Kanji Grader

The purpose of this task is to build a program which can grade a Japanese text by how many different types of kanji (characters, 漢字) are used.

Japanese kanji can be grouped in different ways. In this exercise we will use the Japanese Language Proficency Test (JLPT) grouping. There are 5 levels.

  • Level 5 (N5) roughly contains 80 kanji
  • Level 4 (N4) has a further 170 kanji
  • Level 3 (N3) then has 370 kanji more
  • Level 2 (N2) has 380 kanji
  • Level 1 (N1) has a final 1136 kanji

If one has mastered N1, then it is implied than one has also mastered N5-N4.

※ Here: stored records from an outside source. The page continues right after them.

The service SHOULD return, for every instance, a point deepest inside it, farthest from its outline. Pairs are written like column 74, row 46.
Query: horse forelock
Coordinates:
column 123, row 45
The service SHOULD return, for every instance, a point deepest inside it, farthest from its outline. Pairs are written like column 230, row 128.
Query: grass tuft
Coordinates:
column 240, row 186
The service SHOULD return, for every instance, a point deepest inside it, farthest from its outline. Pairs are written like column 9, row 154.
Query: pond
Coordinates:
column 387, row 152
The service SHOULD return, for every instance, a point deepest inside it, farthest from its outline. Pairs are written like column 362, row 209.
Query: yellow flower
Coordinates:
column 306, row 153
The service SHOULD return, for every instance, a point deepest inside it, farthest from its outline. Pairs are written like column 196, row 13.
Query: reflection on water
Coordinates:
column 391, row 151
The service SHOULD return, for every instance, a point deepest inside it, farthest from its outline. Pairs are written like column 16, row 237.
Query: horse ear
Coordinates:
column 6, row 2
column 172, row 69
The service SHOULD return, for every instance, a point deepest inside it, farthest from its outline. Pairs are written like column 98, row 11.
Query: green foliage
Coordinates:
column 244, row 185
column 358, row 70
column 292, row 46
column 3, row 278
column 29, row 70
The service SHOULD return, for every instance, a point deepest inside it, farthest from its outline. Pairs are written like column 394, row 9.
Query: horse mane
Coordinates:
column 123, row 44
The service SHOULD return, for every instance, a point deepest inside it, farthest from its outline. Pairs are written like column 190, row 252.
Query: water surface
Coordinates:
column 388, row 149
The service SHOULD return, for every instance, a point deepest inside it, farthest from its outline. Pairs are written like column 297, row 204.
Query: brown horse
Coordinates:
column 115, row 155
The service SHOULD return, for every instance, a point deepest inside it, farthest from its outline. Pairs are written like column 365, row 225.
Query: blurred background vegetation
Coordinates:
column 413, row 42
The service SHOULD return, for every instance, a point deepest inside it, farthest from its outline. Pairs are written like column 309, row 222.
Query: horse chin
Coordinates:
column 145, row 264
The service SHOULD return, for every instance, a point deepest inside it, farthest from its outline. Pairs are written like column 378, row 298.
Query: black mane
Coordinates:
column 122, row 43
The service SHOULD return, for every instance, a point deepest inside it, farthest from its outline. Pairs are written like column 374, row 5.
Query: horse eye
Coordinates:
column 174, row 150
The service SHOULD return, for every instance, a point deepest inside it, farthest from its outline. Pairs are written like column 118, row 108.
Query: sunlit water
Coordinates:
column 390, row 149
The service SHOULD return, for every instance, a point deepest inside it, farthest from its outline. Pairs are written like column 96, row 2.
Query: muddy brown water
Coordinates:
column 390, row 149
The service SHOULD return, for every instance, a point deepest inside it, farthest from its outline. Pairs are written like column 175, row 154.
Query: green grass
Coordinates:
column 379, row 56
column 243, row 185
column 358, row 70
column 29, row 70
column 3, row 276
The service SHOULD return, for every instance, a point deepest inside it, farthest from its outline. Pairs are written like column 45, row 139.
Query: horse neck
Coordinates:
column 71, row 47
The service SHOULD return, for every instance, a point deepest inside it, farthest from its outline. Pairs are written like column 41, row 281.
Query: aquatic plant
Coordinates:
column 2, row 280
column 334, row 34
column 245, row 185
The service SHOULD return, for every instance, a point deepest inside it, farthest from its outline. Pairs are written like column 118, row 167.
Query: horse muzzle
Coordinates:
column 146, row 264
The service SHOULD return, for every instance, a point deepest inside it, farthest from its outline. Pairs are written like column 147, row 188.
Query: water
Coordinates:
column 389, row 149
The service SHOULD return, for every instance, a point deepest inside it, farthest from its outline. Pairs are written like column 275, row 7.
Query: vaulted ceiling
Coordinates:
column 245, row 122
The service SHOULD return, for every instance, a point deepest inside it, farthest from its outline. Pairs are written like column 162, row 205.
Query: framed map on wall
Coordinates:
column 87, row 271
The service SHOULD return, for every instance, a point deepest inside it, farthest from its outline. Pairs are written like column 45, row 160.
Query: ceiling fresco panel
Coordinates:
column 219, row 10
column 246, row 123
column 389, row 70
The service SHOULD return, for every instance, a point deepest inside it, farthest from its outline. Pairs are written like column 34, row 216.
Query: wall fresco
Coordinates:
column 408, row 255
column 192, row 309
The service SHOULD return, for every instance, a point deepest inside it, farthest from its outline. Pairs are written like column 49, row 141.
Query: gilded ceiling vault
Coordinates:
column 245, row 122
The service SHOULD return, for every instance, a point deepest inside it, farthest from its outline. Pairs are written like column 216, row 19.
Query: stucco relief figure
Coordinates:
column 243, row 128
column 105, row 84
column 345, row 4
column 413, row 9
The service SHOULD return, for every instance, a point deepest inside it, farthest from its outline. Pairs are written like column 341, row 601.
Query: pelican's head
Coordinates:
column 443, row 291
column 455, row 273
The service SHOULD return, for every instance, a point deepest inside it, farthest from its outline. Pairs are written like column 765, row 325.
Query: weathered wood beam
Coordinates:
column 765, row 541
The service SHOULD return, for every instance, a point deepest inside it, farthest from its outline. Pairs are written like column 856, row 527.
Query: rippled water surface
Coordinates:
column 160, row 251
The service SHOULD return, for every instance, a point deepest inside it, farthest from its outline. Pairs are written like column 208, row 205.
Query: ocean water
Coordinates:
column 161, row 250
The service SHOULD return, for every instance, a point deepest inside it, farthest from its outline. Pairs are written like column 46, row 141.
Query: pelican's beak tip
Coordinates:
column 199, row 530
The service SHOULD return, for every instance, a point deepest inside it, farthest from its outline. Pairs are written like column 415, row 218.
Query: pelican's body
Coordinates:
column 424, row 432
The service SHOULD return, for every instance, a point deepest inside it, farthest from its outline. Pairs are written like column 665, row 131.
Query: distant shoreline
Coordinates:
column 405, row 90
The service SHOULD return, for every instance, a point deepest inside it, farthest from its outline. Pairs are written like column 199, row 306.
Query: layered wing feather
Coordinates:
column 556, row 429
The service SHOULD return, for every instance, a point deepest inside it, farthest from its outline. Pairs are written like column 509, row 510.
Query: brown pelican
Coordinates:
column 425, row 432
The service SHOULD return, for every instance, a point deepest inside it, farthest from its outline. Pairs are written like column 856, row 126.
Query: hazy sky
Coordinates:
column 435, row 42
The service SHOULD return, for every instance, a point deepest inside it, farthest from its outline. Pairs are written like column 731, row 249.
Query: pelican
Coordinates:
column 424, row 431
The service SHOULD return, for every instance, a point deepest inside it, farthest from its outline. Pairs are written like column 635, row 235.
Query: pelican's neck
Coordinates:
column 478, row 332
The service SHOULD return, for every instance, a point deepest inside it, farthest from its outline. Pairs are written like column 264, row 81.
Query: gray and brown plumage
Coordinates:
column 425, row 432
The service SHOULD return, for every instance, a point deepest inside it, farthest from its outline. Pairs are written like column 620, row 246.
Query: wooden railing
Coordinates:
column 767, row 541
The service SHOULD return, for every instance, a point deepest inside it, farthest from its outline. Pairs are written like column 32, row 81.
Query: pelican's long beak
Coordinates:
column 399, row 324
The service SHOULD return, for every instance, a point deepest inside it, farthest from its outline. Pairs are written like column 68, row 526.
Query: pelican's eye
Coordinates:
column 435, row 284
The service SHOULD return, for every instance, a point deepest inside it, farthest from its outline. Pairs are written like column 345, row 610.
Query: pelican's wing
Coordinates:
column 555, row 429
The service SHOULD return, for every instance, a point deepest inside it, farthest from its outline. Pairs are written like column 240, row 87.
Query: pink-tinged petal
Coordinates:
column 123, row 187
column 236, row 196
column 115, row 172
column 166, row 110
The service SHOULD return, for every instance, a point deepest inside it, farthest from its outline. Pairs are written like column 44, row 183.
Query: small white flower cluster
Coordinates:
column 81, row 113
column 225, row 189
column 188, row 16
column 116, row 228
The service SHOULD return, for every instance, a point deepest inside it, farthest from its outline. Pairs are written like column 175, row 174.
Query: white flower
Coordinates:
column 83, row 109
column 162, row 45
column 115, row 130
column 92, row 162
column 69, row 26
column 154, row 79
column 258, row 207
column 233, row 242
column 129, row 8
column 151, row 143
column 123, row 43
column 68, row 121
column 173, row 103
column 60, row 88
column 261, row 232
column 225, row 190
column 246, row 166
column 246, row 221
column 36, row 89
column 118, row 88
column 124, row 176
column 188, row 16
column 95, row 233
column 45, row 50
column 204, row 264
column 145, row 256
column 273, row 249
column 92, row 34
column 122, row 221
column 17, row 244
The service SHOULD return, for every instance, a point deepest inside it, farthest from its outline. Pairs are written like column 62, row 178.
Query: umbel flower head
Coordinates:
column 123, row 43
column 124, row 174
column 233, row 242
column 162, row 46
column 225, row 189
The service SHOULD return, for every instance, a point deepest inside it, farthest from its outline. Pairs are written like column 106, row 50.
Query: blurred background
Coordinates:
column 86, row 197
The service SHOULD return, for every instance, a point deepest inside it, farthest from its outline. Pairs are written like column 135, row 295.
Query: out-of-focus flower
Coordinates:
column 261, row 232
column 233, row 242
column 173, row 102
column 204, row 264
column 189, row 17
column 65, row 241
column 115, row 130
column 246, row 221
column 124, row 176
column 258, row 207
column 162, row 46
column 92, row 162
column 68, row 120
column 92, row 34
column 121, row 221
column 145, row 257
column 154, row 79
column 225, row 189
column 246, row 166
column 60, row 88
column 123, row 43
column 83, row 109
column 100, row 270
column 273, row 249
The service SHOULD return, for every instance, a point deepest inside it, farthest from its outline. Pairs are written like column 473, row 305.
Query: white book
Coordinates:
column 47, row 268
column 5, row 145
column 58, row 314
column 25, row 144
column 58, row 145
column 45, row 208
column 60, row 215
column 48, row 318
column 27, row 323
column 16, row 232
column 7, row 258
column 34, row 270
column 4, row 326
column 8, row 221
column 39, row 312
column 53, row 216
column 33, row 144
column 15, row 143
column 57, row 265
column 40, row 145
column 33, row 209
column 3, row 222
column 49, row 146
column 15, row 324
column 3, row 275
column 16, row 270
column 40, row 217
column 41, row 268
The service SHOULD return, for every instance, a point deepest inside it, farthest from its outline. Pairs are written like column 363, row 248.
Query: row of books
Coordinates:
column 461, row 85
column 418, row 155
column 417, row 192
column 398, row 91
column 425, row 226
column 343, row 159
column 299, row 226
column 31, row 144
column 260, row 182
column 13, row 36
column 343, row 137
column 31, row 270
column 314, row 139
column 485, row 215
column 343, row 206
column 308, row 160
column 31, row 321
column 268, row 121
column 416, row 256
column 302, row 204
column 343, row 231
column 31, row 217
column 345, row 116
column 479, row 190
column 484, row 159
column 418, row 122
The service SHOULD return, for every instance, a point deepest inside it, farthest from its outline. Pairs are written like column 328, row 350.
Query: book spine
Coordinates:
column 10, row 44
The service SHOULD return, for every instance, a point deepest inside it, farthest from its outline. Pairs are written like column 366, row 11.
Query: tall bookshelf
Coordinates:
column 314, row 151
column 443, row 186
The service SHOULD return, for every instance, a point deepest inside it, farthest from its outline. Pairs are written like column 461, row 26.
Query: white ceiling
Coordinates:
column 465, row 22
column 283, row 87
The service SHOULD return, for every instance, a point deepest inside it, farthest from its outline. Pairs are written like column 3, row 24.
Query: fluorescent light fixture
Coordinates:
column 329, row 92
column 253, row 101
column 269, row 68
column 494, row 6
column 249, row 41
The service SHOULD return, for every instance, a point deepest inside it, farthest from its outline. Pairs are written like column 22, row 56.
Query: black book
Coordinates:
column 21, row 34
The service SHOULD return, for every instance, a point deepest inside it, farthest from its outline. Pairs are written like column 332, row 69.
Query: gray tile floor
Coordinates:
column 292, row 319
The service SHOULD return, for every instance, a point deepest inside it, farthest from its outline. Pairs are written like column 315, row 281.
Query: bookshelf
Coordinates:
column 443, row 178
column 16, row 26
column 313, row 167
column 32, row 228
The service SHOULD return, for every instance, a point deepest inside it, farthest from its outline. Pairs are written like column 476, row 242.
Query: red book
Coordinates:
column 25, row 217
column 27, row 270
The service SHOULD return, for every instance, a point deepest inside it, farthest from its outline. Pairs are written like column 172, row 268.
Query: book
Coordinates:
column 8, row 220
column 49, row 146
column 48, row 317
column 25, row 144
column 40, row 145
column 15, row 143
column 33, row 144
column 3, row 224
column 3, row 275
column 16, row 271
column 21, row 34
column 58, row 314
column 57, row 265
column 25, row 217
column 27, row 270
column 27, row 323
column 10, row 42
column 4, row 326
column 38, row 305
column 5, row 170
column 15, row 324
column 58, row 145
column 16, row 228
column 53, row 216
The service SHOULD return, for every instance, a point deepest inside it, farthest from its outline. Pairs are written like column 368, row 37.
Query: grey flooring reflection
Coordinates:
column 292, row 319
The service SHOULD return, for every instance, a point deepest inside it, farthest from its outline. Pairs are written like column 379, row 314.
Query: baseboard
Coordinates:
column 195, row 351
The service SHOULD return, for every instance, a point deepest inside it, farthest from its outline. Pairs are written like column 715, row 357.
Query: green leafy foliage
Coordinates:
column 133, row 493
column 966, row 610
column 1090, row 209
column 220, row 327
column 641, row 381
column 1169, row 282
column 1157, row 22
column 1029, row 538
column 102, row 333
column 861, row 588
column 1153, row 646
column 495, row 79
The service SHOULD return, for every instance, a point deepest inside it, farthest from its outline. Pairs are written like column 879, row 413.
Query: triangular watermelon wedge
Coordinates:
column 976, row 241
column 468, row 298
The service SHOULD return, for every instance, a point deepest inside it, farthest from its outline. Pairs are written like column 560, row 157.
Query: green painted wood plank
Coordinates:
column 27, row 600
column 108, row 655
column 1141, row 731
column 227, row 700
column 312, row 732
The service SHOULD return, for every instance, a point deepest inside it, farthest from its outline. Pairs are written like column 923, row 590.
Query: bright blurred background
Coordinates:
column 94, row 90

The end goal of this exercise is to create a commandline program which can be invoked as follows with an output similar to

> kanji_grader my_japanese_book.txt

N5: 55%
N4: 69%
N3: 83%
N2: 95%
N1: 99%

How to run the tests

First install poetry.

And then run

poetry run pytest

This should result in an output ending with

FAILED tests/test_task1.py::test_one_n5 - ValueError: TODO
FAILED tests/test_task1.py::test_irrelevant_chars - ValueError: TODO
FAILED tests/test_task1.py::test_mix_of_chars - ValueError: TODO

Then everything is good!

Write your code in grader.py. Task 1 is finished when tests in test_task1 are green.